Unless I am misunderstanding how ULA works I don't see how it addresses the 2nd issue I raised. It provides a private address space, but doesn't provide any means to relate that space to your public address space. I don't see any abstraction there.... just the possibility to maintain an additional space.

Example: I have a service that I publicly advertise on Network A, Host 1 (public address space). I provide that service on an internal device on Network B, Host 1 (private address space) but I want to move that service (either temporarily or permanently) to be provided on a different internal device Network B, Host 2 (private address space). I don't see how ULA helps with that. It allows me to have a private address space...but it doesn't provide any mapping of that space to the Public Address space... that's what NAT does.
I don't think NAT causes many problems when used in this manner - to map specific hosts with specific, well-known, services, to specific external addresses. The alternative would be to use a tunnel, which has its own problems, and it's a case of choosing the lesser of two evils. Which is better depends on specific circumstances.
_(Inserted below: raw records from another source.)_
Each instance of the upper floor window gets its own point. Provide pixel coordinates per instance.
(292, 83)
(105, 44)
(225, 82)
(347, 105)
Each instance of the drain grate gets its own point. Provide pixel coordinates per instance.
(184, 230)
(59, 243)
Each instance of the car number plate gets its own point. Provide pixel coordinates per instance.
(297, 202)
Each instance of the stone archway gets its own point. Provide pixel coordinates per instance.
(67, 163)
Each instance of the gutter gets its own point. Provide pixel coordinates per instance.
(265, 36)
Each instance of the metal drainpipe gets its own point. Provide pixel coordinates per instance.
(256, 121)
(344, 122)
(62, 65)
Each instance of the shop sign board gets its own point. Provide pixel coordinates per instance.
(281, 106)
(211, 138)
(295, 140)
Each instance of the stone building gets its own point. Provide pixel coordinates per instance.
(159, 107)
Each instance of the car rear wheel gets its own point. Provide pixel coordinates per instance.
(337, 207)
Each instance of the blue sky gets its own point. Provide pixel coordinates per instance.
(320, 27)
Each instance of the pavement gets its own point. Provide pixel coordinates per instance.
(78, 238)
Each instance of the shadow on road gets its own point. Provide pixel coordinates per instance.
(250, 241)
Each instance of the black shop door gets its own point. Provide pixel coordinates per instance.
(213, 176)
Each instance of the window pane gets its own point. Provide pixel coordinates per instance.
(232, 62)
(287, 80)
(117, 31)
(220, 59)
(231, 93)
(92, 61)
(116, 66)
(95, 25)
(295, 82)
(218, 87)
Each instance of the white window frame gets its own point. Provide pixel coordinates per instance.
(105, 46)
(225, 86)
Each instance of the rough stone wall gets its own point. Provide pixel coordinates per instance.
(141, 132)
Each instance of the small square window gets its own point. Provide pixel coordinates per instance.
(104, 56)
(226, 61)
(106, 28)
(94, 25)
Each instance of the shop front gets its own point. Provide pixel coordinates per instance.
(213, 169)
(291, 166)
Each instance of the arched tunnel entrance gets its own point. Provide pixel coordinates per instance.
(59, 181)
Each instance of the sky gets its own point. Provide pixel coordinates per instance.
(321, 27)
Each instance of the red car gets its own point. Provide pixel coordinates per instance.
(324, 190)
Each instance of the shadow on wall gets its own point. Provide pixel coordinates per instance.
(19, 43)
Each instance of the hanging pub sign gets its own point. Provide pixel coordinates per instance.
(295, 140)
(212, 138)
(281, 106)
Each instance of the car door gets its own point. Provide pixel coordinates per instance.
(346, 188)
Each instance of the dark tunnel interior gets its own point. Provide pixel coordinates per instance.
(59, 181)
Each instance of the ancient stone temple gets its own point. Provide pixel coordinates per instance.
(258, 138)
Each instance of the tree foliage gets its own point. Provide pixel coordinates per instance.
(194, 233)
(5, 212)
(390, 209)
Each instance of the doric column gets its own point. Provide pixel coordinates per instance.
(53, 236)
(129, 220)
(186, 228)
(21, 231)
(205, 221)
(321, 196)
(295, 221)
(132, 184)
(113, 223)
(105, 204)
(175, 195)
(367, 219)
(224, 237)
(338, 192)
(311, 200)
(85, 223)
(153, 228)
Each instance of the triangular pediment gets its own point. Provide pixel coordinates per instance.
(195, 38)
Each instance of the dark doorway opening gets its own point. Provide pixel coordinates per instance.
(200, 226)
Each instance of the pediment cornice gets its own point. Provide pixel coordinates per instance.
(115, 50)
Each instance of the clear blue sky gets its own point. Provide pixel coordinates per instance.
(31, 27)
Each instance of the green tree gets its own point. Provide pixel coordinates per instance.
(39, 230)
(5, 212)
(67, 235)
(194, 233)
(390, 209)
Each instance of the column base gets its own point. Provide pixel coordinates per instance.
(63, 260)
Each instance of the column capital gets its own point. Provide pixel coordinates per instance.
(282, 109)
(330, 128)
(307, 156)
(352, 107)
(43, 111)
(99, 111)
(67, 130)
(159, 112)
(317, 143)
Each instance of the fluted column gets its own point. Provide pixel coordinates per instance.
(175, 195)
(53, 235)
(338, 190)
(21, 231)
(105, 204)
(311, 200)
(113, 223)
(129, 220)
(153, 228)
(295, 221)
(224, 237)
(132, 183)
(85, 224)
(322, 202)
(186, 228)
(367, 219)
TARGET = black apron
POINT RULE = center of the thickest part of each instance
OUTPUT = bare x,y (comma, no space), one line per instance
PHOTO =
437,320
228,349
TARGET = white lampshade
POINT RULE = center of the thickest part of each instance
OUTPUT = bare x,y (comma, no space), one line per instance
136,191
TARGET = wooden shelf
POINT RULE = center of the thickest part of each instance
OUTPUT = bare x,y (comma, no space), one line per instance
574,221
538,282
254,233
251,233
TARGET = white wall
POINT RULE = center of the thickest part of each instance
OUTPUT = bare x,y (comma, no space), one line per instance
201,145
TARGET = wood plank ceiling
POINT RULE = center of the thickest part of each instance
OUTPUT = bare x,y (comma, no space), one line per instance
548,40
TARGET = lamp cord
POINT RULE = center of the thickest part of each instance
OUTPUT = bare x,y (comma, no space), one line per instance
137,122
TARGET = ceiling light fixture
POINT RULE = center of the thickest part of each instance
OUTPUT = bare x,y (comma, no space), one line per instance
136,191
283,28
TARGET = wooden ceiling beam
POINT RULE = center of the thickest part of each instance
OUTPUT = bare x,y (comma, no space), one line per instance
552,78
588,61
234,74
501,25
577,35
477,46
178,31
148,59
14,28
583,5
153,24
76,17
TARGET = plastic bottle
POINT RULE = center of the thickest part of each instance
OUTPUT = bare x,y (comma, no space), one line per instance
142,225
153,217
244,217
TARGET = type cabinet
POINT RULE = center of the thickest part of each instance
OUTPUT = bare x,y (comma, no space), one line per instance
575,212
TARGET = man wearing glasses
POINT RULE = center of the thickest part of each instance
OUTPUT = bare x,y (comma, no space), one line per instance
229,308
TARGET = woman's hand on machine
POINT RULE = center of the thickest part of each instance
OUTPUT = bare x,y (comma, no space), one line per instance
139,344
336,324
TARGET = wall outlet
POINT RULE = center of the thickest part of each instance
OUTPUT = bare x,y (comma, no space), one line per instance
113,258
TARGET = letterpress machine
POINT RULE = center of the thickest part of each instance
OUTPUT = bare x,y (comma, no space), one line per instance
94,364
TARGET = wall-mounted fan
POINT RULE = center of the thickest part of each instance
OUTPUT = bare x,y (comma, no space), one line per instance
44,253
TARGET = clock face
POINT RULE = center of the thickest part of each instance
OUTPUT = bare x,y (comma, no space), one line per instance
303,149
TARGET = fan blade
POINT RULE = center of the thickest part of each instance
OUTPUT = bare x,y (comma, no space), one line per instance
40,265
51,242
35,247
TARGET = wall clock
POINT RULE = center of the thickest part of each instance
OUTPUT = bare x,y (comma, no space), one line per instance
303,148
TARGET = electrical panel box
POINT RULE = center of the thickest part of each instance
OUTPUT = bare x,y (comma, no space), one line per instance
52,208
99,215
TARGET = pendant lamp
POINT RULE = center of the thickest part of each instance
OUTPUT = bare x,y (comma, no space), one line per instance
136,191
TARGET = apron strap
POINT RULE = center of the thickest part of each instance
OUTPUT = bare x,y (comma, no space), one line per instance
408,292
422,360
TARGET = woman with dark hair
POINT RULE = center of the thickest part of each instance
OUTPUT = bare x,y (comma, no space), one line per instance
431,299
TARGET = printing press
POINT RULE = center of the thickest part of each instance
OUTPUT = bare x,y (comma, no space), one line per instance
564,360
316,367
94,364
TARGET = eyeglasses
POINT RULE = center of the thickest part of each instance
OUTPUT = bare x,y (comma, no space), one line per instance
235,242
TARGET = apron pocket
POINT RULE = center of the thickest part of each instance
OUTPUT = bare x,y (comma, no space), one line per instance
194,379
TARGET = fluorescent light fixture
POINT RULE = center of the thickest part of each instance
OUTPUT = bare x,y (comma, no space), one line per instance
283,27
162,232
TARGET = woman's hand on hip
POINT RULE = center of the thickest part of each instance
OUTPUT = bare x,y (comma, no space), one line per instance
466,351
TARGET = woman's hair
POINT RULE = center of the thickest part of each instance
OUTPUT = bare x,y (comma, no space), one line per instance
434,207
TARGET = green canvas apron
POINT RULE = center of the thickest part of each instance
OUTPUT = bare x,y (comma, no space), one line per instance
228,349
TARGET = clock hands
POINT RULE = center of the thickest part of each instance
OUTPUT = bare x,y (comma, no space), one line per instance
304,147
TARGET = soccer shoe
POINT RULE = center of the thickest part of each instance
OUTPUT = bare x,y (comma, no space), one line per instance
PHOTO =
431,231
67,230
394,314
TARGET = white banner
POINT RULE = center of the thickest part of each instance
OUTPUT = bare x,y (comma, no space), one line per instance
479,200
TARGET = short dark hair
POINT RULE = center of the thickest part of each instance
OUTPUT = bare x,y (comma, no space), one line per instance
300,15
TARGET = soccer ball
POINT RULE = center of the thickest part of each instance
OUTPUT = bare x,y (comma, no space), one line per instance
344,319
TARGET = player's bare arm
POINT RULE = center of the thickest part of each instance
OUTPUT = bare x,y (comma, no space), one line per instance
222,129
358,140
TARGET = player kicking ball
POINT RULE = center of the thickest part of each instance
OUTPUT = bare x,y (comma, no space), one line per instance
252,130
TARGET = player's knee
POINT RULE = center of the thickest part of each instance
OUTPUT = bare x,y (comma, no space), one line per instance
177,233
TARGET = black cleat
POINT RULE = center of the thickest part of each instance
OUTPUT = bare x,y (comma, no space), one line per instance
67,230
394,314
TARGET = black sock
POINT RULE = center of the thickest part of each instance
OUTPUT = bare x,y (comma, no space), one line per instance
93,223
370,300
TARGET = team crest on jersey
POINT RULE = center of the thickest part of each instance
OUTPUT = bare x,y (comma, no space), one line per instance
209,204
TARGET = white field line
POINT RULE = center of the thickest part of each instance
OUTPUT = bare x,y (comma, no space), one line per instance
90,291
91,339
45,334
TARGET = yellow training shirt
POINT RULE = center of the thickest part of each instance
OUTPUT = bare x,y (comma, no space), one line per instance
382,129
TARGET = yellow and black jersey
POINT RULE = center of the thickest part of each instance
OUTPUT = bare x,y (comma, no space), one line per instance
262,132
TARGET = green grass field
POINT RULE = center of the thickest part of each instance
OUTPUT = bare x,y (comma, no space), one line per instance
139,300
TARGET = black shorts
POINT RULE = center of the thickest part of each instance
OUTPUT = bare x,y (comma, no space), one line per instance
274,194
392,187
But that kind of NAT has almost nothing in common with the kind of NAT you cite below:

That kind of NAT has, of course, everything in common with NAT66.
Finally I don't believe you would have a very successful time convincing a security auditor that ULA covers the PCI-DSS v1.2 Requirement 1.3.8, when they say use "Use network address translation (NAT)" that is PRECISELY what they want you to do. I've dealt alot with those type of audits. You are going to have a VERY tough sell that ULA is an acceptable "compensating control" for that.

What PCI-DSS v1.2 requirement 1.3.8 actually says is:

"1.3.8 Implement IP masquerading to
prevent internal addresses from being
translated and revealed on the Internet,
using RFC 1918 address space. Use
network address translation (NAT)
technologies—for example, port address
translation (PAT). "

Obviously this would need to be updated to be met in IPv6 at all, as RFC 1918 is IPv4-only. The simplest change would be to use ULAs (the IPv6 replacement for RFC 1918 address space) instead. This section does not actually require port translation, although it is mentioned. So, I think you could meet this requirement for IPv6 by using ULAs for internal addressing and NAT66 to translate the RFC 1918 space to external addresses.

Chris, do you know if there is any plan to update the PCI requirements to cover IPv6?